つづいて、図4に示したガス拡散層を用いたセルの電流I−電圧V特性と電気的な内部抵抗とを測定した。図6は、中間層のフッ素樹脂に対する炭素粉末の割合[質量%]と単セル電圧[V]との関係を示す図である。また、図7は、中間層のフッ素樹脂に対する炭素粉末の割合[%]と単セルの内部抵抗[mΩ・cm]との関係を示す図である。図6および図7は共に、300[mA・cm−2]の電流密度における電圧および単セルの内部抵抗を示している。なお、図6および図7は共に、横軸の中間層のフッ素樹脂に対する炭素粉末の割合は、対数で表している。図6より、中間層のフッ素樹脂に対する炭素粉末の割合が40質量%より小さいガス拡散層を用いた単セルは、電圧が著しく低いことがわかる。また図7より、中間層のフッ素樹脂に対する炭素粉末の割合が40質量%より小さいガス拡散層を用いた単セルは、内部抵抗が著しく高いことがわかる。これらの結果よりわかるように、中間層のフッ素樹脂に対する炭素粉末の割合が40質量%より小さいガス拡散層を用いた単セルは、中間層のフッ素樹脂が多いことに起因してガス拡散層の抵抗が高くなったので、単セルの内部抵抗が増大し、単セル電圧が低下した。さらに、図6および図7より、樹脂層のフッ素樹脂に対する炭素粉末の割合は、単セル電圧および内部抵抗に影響をおよぼさないことがわかる。これは、本発明のガス拡散層は、基材層に含まれる炭素繊維が樹脂層を貫通して中間層と接するので、樹脂層のフッ素樹脂に対する炭素粉末の割合が減少しても電気的な抵抗が変化しないことにより、単セル電圧に影響をおよぼさないことを示している。

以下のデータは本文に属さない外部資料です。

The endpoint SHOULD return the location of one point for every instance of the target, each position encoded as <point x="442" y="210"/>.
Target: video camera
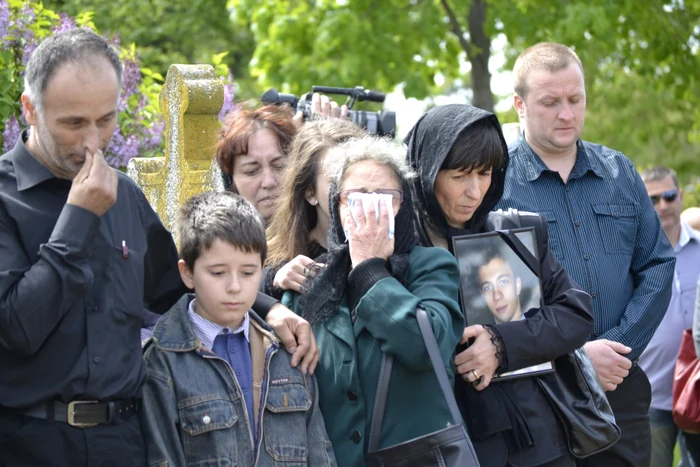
<point x="378" y="123"/>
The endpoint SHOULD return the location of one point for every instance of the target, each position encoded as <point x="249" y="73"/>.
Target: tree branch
<point x="457" y="29"/>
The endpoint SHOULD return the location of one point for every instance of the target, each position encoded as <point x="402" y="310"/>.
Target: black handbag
<point x="574" y="389"/>
<point x="450" y="446"/>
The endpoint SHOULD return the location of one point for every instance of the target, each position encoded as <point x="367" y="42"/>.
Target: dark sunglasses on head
<point x="668" y="196"/>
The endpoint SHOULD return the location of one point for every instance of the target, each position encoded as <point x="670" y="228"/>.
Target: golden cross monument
<point x="190" y="101"/>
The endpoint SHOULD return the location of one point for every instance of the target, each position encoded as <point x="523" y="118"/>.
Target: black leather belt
<point x="84" y="414"/>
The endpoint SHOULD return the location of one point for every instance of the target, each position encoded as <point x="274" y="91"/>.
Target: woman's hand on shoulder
<point x="292" y="275"/>
<point x="369" y="237"/>
<point x="479" y="362"/>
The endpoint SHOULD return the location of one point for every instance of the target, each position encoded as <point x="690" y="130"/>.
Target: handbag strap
<point x="385" y="376"/>
<point x="380" y="401"/>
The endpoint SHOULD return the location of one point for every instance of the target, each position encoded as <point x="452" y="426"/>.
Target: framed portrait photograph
<point x="496" y="286"/>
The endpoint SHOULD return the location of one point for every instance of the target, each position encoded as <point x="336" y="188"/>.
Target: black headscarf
<point x="429" y="142"/>
<point x="493" y="410"/>
<point x="324" y="293"/>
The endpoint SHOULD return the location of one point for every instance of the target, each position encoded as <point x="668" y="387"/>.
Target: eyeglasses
<point x="668" y="196"/>
<point x="396" y="195"/>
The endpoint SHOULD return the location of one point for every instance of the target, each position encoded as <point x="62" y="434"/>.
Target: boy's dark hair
<point x="219" y="215"/>
<point x="479" y="146"/>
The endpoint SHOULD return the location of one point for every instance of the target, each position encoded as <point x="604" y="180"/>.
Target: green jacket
<point x="351" y="354"/>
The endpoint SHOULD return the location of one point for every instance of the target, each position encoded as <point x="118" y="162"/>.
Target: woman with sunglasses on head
<point x="461" y="157"/>
<point x="363" y="303"/>
<point x="298" y="231"/>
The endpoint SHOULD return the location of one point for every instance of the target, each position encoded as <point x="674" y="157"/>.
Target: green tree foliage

さらに、図8に示したガス拡散層を用いたセルのI−V特性および電気的な内部抵抗とを測定した。図9および図10は、樹脂層のフッ素樹脂に対する炭素粉末の割合[質量%]と300[mA・cm−2]の電流密度における単セル電圧[V]および内部抵抗[mΩ・cm]の関係を示す図である。図9より、本発明のガス拡散層を用いた場合、樹脂層のフッ素樹脂に対する炭素粉末の割合が単セル電圧に影響をおよぼさないのに対して、従来のガス拡散層を用いた場合、その割合が低下するにしたがって、単セル電圧が著しく低下することがわかる。図10より、本発明のガス拡散層を用いた場合、樹脂層のフッ素樹脂に対する炭素粉末の割合が単セルの内部抵抗に影響をおよぼさないのに対して、従来のガス拡散層を用いた場合、その割合が低下するにしたがって、単セルの内部抵抗が著しく高くなることがわかる。これらの結果より、撥水性および結着性を向上するために樹脂層のフッ素樹脂に対する炭素粉末の割合を低下させた場合、本発明のガス拡散層では、基材層と中間層とが接触しているので電気的な内部抵抗が増大しないのに対して、従来のガス拡散層では、樹脂層が絶縁体として働き、内部抵抗が増大した結果単セル電圧が低下することが確認された。
(まとめ)
以上の結果より、本実施形態の固体高分子形燃料電池用ガス拡散層は、単セルの電気的な内部抵抗を増大させることなく、ガス拡散層の撥水性を高めることによって、PEFCの耐久性能を向上させ得ることが確認された。特に、そのガス拡散層において、中間層のフッ素樹脂に対する炭素粉末の割合が20〜900質量%であり、樹脂層のフッ素樹脂に対する炭素粉末の割合が25質量%以下であると、その拡散層を用いる単セルの出力特性および耐久性能は、著しく優れることが確認された。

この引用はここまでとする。